( Night is young and the music's high )
Sa première représentation à Chicago. Wendy s’était durement entrainée, peut-être un peu trop, elle ne voulait rien de moins que la perfection. Elle avait usé le parquet ciré de la salle d’entrainement de l’école, elle et toutes les recrues. L’émulsion avait soudé cette toute nouvelle promotion, tous venu d’un peu partout des états unis et d’ailleurs, déracinés et qui seraient bientôt mis en concurrence. Même dans sa chambre, en s’assurant de ne pas déranger ses hôtes, elle continuait à parfaire ses mouvements, s’autorisant une fois à leur demander conseil. Wendy avait relevé le défi haut la main, chorégraphie maitrisée, les œuvres de Pina Bausch ne laissaient pas de place à l’imprécision et elle avait livré une performance de qualité. C’était une tradition pour les nouveaux arrivés de l’école, une première représentation rapide afin de présenter les nouvelles recrues aux mécènes. Baptême du feu. Première sélection qui n’en portait pas le nom.
Wendy ressentait une immense fierté et lors des salutations elle rayonnait. Dans le public, elle croisa les regards de Luca et Guiliana, elle les avait invités sans trop y réfléchir, impulsion, peut être un peu avide d’avoir leur avis, à eux, bien plus expérimentés qu’elle. Et puis, bien qu’elle ne les connaisse pas vraiment, ils étaient les seuls visages familiers ici. Elle leur adressa un signe, avant de reprendre la main des autres pour un dernier salut. Le départ fut bondissant, virevoltant et dans les vestiaires régnait l’euphorie maintenant que tout le stress était retombé. Ils auraient le débrief demain, ce soir, ils pouvaient profiter.
L’école avait négocié des entrées pour une boîte à la mode, alors chacun dans son sac de sport avait préparé une tenue de circonstances. Wendy adorait sortir, elle adorait s’apprêter, les boîtes de nuit, cela lui rappelait LA, les sorties avec sa troupe avant que tout ne dégénère. Mais il n’y avait pas de place chez elle pour la nostalgie, fer à boucler dans une main, de l’autre elle collait soigneusement de petits stickers brillants sur sa pommette. Elle échangeait avec ses comparses, plaisanterie, paillettes, épingles et maquillage au gré des envie. Ils sortirent par petits groupes. Mini short, bustier court et veste pailletée, Wendy était prête à danser toute la nuit sur un rythme beaucoup plus endiablé. Elle s’arrêta un instant dans le hall en croisant ses hôtes «
Merci d’être venus ! » Sa joie et sa reconnaissance étaient sincères.

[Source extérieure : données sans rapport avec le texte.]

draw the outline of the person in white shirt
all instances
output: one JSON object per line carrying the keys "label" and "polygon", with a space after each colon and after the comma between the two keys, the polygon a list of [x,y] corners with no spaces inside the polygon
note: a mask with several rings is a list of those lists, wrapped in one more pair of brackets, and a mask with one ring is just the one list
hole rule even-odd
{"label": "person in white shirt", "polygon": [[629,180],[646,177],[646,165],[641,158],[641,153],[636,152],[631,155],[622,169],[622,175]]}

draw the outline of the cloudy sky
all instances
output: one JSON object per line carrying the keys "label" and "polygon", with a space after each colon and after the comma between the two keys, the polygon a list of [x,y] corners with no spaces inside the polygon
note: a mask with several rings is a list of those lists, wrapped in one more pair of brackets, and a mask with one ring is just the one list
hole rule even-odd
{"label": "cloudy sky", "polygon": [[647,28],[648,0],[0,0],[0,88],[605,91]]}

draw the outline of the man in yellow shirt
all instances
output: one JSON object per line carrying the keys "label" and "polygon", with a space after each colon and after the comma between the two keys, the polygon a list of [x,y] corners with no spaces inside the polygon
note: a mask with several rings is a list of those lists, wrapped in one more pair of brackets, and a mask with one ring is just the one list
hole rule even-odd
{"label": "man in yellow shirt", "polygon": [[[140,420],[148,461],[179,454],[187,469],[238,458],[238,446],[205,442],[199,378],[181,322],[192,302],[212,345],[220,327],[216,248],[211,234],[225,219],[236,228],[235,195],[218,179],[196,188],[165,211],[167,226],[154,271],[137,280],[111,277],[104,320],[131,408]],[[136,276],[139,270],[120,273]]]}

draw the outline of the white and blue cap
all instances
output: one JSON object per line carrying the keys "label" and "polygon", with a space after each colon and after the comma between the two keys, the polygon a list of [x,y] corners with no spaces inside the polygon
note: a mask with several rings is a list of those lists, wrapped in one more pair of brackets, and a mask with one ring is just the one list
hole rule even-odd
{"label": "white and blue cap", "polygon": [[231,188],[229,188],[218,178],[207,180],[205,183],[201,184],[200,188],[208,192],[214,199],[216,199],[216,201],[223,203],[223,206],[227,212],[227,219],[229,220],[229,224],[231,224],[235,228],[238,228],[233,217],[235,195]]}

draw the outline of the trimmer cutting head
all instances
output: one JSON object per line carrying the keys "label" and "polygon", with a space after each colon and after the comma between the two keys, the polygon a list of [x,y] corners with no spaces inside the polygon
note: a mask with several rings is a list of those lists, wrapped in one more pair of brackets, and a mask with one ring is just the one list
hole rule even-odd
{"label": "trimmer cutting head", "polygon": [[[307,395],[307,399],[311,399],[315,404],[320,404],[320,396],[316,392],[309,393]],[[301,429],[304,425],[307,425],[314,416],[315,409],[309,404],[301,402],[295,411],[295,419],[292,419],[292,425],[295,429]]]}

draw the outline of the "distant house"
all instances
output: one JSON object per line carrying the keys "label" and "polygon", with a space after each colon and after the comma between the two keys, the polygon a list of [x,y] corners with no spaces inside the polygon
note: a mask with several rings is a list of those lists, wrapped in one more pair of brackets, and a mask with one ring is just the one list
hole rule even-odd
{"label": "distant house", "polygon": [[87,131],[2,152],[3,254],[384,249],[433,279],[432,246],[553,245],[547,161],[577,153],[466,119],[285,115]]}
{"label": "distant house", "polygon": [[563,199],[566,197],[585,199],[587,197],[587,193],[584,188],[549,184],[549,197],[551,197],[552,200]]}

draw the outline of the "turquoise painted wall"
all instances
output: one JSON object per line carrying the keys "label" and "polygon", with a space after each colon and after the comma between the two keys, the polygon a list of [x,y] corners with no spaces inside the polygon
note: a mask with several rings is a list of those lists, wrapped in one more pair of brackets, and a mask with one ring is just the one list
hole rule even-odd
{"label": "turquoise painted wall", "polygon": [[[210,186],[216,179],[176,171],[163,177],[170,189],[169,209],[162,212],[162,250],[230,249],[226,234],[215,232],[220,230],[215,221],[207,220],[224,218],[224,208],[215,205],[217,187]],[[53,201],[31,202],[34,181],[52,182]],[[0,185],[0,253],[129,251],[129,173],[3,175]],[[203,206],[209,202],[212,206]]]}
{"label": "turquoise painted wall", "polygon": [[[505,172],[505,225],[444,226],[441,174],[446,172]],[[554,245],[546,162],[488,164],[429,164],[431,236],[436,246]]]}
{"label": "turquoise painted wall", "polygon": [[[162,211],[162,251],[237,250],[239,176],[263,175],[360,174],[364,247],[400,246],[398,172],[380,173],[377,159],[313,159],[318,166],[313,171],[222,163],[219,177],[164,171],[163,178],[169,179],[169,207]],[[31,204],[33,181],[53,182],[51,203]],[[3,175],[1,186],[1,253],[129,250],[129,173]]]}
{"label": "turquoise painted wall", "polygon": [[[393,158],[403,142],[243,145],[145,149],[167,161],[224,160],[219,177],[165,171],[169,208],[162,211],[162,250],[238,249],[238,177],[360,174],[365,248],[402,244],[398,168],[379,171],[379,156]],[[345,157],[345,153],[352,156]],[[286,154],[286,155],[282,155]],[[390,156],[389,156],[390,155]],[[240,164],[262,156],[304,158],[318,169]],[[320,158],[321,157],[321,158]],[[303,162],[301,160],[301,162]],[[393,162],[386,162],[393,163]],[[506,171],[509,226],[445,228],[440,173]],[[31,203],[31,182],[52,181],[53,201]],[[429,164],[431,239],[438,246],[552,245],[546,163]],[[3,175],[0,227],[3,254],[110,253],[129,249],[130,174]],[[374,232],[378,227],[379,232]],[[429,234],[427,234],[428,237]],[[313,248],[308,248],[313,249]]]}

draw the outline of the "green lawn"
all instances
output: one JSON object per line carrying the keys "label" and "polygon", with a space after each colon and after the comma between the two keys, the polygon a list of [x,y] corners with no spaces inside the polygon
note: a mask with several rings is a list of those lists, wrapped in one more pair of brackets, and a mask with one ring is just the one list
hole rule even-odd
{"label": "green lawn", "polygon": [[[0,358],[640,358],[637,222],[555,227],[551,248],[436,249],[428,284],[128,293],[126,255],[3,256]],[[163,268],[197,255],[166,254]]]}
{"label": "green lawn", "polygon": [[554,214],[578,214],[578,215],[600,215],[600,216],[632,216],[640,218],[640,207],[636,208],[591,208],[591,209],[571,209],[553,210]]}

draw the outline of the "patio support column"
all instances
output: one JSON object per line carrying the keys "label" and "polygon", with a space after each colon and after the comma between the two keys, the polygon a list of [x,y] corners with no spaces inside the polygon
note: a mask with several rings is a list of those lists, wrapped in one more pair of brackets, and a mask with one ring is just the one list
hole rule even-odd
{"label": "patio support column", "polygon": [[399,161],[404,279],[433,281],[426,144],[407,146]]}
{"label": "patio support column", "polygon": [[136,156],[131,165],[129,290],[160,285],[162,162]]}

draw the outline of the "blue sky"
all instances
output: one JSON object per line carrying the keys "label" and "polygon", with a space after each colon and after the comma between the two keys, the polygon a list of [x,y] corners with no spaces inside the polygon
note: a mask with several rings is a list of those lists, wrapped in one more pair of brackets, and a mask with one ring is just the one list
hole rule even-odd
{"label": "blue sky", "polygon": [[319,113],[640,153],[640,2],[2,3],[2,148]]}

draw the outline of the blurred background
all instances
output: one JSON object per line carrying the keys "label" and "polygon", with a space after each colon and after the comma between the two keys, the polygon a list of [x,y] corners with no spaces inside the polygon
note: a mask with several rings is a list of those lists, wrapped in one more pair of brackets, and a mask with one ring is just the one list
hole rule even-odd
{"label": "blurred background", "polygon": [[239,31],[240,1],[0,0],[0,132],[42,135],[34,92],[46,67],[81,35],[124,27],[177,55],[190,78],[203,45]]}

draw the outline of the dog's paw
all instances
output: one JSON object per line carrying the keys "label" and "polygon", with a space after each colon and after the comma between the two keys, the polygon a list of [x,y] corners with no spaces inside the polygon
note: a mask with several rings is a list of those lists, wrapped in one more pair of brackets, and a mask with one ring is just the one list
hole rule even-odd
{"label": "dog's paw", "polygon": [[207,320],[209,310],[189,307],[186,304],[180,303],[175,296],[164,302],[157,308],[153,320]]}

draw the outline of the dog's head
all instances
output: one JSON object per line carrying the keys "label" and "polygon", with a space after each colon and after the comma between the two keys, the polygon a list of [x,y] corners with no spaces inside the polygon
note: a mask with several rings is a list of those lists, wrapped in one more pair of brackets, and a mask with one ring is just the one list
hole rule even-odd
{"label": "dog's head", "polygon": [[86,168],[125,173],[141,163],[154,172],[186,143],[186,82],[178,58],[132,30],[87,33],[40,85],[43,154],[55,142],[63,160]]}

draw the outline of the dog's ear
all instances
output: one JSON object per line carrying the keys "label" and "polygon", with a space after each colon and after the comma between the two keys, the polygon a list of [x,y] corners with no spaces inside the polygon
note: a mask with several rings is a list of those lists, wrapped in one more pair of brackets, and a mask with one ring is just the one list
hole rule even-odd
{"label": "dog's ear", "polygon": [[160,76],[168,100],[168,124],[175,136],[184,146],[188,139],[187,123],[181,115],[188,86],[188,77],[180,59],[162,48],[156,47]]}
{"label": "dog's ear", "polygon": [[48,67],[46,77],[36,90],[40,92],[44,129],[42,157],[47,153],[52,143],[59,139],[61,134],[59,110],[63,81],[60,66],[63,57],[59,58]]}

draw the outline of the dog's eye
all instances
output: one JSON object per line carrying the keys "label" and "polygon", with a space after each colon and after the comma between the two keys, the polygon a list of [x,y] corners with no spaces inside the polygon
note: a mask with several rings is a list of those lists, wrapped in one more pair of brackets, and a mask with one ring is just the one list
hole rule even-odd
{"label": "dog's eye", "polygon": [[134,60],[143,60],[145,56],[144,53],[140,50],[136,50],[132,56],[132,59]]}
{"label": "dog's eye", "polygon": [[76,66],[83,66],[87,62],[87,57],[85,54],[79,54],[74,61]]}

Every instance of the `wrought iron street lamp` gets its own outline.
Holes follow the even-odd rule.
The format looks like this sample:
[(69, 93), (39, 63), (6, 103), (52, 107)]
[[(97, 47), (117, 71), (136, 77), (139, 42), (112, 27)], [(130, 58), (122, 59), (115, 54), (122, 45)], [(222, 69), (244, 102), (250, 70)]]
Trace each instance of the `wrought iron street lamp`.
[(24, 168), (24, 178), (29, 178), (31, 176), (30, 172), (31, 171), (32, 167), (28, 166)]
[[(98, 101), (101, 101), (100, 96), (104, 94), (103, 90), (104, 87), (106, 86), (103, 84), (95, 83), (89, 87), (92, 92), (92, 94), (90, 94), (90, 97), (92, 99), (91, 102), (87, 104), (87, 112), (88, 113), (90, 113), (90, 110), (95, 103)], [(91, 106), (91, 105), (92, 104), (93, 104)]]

Elle n’avait que peu échanger avec eux, mais elle les appréciait. «
On va… » elle réalisa qu’elle avait oublié le nom de la boîte mais une comparse vola à son aide «
voilà, là-bas… venez avec nous ! » Proposa-t-elle spontanément avec une joie naïve. Elle réalisera plus tard que c’était peut-être un peu déplacé, mais l’adrénaline l’empêchait de le constater à cet instant et puis ils n’avaient pas tellement d’écart d’âge et ne ressemblaient vraiment pas à ces trentenaires pantouflards. Elle aurait voulu leur demander leur avis sur sa prestation, mais ses nouveaux amis piaillaient d'impatience.
La boîte était bondée, la musique résonnait jusque dans sa cage thoracique et elle n’attendit pas une seconde pour entrainer ses nouveaux amis sur la piste. La courte veste à frange pailleté voletant autour d’elle à mesure de ses sauts et ses mèches blondes rebondissant autour de son visage. L’énergie canalisée par l’exigence de l’école, se libérait ici, elle dansait en sachant qu’elle était regardée, séduction radieuse, un peu tapageuse sans doute mais qui touchait toute la petite promo. Débauche de déhanchés saccadés, d’ondulation et de rire. Ils étaient beaux, tous à danser sans contrainte, chacun rivalisant de ses meilleurs mouvements, tant et si bien qu’on leur laissa un peu d’espace et qu’une table VIP offrit quelques bouteilles de champagne. Leur groupe leur conférait une invulnérabilité, ils étaient irrésistibles, ils le ressentaient ainsi en tout cas.
Wendy s’éclipsa un instant, rapportant deux coupes avec elle, elle avait repéré Luca et Guiliana et voulaient qu’ils profitent eux aussi du bienfaiteur «
Vous ne venez pas danser ? » demanda t-elle vivement sourire accroché aux lèvres, regard un peu plus brillant, s’immisçant dans leur conversation avec une gêne émoussée par le champagne, en leur tendant les coupes.